With Nigeria improving its ranking by nine places since the previous survey, South Africa will need to improve its competitive edge in order to maintain its leading ranking in the years to come.
The only other two African countries to be ranked in the Emerging Markets Opportunity Index were Egypt (22nd) and Algeria (26th).
The survey highlighted that inflows of FDI into SA’s local economy have been volatile over the past decade. They peaked at US$9bn in 2008 before the financial crisis struck, recovering to US$6bn in 2011. Inflows over the first half of 2012 were down 44% compared with the same period in 2011.
SA’s banking sector has long been rated among the top 10 globally and its financial system, one of the most developed in Africa, continues to grow. The Johannesburg Stock Exchange (JSE) is the largest securities exchange on the continent and ranks among the top 20 exchanges in the world in terms of market capitalisation. South Africa’s exchange control landscape is virtually non-existent so the ease of funds introduced and remitted is extremely comforting for foreign investors.

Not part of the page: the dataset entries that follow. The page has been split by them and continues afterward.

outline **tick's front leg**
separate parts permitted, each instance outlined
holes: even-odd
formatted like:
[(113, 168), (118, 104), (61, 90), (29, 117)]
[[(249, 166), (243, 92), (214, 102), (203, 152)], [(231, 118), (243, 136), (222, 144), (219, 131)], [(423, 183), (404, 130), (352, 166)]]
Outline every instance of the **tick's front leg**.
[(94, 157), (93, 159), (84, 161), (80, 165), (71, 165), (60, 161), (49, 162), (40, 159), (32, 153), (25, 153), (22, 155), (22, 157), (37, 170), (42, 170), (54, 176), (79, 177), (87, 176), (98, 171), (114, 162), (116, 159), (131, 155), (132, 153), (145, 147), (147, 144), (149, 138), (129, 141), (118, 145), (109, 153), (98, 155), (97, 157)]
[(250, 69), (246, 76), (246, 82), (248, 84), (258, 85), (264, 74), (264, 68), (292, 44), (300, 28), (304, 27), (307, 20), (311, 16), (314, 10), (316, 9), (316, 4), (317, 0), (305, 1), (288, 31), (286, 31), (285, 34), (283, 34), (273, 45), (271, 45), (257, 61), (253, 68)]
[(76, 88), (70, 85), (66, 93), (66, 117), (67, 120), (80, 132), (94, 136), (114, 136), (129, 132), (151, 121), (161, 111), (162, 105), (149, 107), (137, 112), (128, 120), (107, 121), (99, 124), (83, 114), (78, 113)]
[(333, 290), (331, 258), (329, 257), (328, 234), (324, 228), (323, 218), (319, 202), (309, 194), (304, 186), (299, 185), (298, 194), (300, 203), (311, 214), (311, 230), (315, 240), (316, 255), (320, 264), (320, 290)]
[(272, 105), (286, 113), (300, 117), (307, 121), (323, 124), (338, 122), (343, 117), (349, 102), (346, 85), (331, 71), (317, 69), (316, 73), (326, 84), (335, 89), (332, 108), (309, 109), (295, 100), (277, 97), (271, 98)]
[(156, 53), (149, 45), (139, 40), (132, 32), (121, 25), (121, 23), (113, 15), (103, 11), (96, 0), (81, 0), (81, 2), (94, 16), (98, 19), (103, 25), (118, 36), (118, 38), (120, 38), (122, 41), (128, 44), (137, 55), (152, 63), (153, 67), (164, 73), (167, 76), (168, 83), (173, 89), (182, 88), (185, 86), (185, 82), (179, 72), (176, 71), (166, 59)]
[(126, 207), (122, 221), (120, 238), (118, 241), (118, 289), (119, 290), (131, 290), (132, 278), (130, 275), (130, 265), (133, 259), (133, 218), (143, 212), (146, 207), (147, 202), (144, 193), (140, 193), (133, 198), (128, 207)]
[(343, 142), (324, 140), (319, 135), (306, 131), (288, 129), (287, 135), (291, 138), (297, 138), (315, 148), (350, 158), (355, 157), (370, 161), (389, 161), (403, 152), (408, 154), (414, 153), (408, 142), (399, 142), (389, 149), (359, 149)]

It is a well-known fact internationally that SA’s financial systems are sophisticated, robust and well-regulated while its economy boasts a world-class securities exchange. The government has identified massive infrastructure projects as key to boosting the economic growth rate, as well as creating employment, and it is spending billions of rand on getting the investment ball rolling.
Another key attraction for international investors is the country’s strategic geographic location. It acts as the gateway to Africa, a continent boasting many of the fastest growing emerging economies in the world. The country also offers world-class ICT and transport infrastructure, boosted by investment ahead of the 2010 FIFA World Cup.
International investors to get to grips with the regulatory complexities in SA because the country has a host of rules and compliance requirements.
Foreign companies looking to take advantage of what South Africa offers need to be aware that there are some negative administrative barriers as well as processes which lack consistency, efficiency and transparency – and which generally interfere with the operation of free markets.
This situation, however, is not unique to SA alone.
When business leaders were asked what they saw as the major challenges to the international growth prospects of their operations, executives stated over-regulation and legislation (red-tape) as the biggest constraint in terms of growth and expansion - nearly one in every two (45%) said it was a barrier. This was ahead of finding the right workers (35%), cultural and linguistic barriers (31%), logistics (28%) and access to finance (20%).
Like businesses in other emerging markets, SA businesses are bullish about business for the year ahead, according to the recent emerging markets opportunity index.
Looking ahead to 2013 the report revealed that 71 % of local businesses expect an increase in revenues in their businesses over the next 12 months and forecast growth for 2013 to 2017 is 4.1% (compared to 2.5% for 2012).
In terms of international expansion by SA business owners, 80% of South African businesses are looking at other parts of Africa for investment. In addition, 12% are looking to expand internationally, with 47% of these businesses looking specifically at countries around the world with better access to skilled labour when choosing an economy in which to invest.
Grant Thornton’s IBR results indicate businesses in emerging markets are far more confident than their peers in mature markets about the outlook for both their economies and their own operations over the next 12 months.
Ranking the emerging economies globally
When looking at other countries ranked in the survey mainland China remains way out in front at the head of the emerging economies index, by virtue of its strong economic growth rates and large consumer market. India, ranked in second place, also has a large population and is forecast to grow robustly over the medium term.
Russia is once again in third place, owing to high GDP per capita and strong exports, especially of natural resources. Brazil has moved above Mexico (5th position) in this year’s survey, to fourth position, thanks to strong GDP growth rates in 2010-11. Turkey, 6th, and Indonesia in seventh position complete a top seven which, taken together, are expected to account for 45% of global growth over the next five years.
Deepak Nagar is the national chairman at Grant Thornton South Africa.